Champanhe resistiu 170 anos debaixo de água

Nas histórias para crianças, muitas vezes há tesouros perdidos no fundo do mar. Neste caso, a realidade imitou a ficção, quando um grupo de mergulhadores encontrou 168 garrafas de champanhe nas profundezas do mar Báltico, nos destroços de um barco que afundou em 1840, há 170 anos.

A descoberta foi feita em 2010, mas só agora se conhecem os resultados das análises sensoriais e químicas levadas a cabo por uma equipe liderada por Philippe Jeandet, professor de bioquímica alimentar na Universidade de Reims, capital da região francesa de Champagne, a amostras do conteúdo das garrafas encontradas no fundo do mar Báltico.

Na escuridão e baixas temperaturas que se fazem sentir a 150 metros de profundidade, a famosa bebida, usufruiu das condições ideais para envelhecer e chegar de meados do século XIX ao século XXI com grande qualidade.

Pelo menos, é essa a opinião de Philippe Jeandet, que embora só tenha provado duas gotas do precioso néctar, o classifica como "muito jovem, com bastante frescura e uma nota floral ou frutada". Disse ainda terem ficado impressionados "por constatar que o champanhe que testámos, estava perfeitamente conservado, seja do ponto de vista da composição química, seja do aroma".

Foi quase um trabalho de detetive para a equipe de investigadores. Como os rótulos desapareceram por ação da água, foram as rolhas que forneceram a informação sobre as marcas encontradas. Uma delas, a Veuve Clicquot Ponsardin, ainda existe, o que permitiu uma comparação de resultados.
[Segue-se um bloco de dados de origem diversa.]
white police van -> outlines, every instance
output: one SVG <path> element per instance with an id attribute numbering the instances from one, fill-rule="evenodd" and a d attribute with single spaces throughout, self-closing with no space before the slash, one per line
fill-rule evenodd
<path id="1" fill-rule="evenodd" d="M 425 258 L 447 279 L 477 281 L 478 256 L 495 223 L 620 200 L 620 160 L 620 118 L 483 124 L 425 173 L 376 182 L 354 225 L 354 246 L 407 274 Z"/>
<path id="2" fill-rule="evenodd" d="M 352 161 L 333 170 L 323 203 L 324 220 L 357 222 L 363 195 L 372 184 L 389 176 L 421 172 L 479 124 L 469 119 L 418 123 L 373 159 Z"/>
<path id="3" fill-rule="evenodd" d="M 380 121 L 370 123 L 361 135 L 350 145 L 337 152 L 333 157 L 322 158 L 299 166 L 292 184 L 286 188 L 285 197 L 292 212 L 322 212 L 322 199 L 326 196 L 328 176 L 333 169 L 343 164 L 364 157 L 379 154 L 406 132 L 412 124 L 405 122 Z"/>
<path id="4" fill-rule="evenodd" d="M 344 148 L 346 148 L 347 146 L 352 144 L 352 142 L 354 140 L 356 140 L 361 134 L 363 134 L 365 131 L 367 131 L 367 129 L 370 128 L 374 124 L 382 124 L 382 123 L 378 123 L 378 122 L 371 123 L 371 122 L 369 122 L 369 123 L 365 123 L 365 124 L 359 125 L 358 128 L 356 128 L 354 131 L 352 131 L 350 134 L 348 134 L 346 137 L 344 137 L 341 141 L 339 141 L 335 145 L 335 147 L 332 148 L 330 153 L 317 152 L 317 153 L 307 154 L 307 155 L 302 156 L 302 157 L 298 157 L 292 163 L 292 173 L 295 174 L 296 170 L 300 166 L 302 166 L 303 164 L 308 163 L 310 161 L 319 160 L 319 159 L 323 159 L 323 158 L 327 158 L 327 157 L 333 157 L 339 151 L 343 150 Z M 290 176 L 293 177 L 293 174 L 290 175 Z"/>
A conclusão surpreendeu o próprio Jeandet, uma vez que não há assim tantas diferenças entre a forma como foram produzidas as garrafas encontradas no Báltico e o champanhe que é consumido atualmente na França, ou seja, já nessa época se devia "controlar a qualidade do vinho muito bem", indica.
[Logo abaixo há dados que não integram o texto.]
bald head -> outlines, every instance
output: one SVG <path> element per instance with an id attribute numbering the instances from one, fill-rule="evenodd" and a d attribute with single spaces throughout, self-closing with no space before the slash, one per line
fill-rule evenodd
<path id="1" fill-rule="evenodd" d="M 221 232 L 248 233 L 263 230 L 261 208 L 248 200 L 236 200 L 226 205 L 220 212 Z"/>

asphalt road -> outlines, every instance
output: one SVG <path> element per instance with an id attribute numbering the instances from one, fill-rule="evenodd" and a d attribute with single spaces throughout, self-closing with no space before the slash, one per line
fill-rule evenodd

As análises químicas revelaram que o champanhe atual tem um teor alcoólico mais elevado, mas os níveis de açúcar são inferiores. A explicação pode estar no clima que era mais frio em meados do século XIX e na adição de açúcar no final do processo, habitual nessa época. "O vinho do Báltico que analisámos contém 140 gramas de açúcar por litro, em comparação com os cerca de 6 a 8 gramas, que se usam hoje", contou Jeandet.

Os investigadores encontraram também vestígios de metais e madeira no produto antigo, o que se explica pelo modo de produção e pelos recipientes usados. Usava-se o ferro nos recipientes da uva e o vinho envelhecia em carvalho. Por outro lado, as vinhas eram tratadas com sulfato de cobre, enquanto hoje se usam fungicidas orgânicos.

Pela localização dos destroços do barco, ao largo da costa da Finlândia, os investigadores acreditam que se destinasse à Rússia czarista. O que se sabe é que, depois de tantos anos juntas, as garrafas acabaram por ter destinos diferentes: algumas foram leiloadas e vendidas por mais de 100 mil euros, cada uma, outras estão em museus e instituições históricas.

Afinal, não é uma bebida qualquer que é capaz de surpreender um perito em Champagne, como Jeandet, que descreveu a prova dizendo que "Foi incrível. Nunca tinha provado um vinho assim na vida. O aroma ficou na minha boca por três ou quatro horas depois de prová-lo".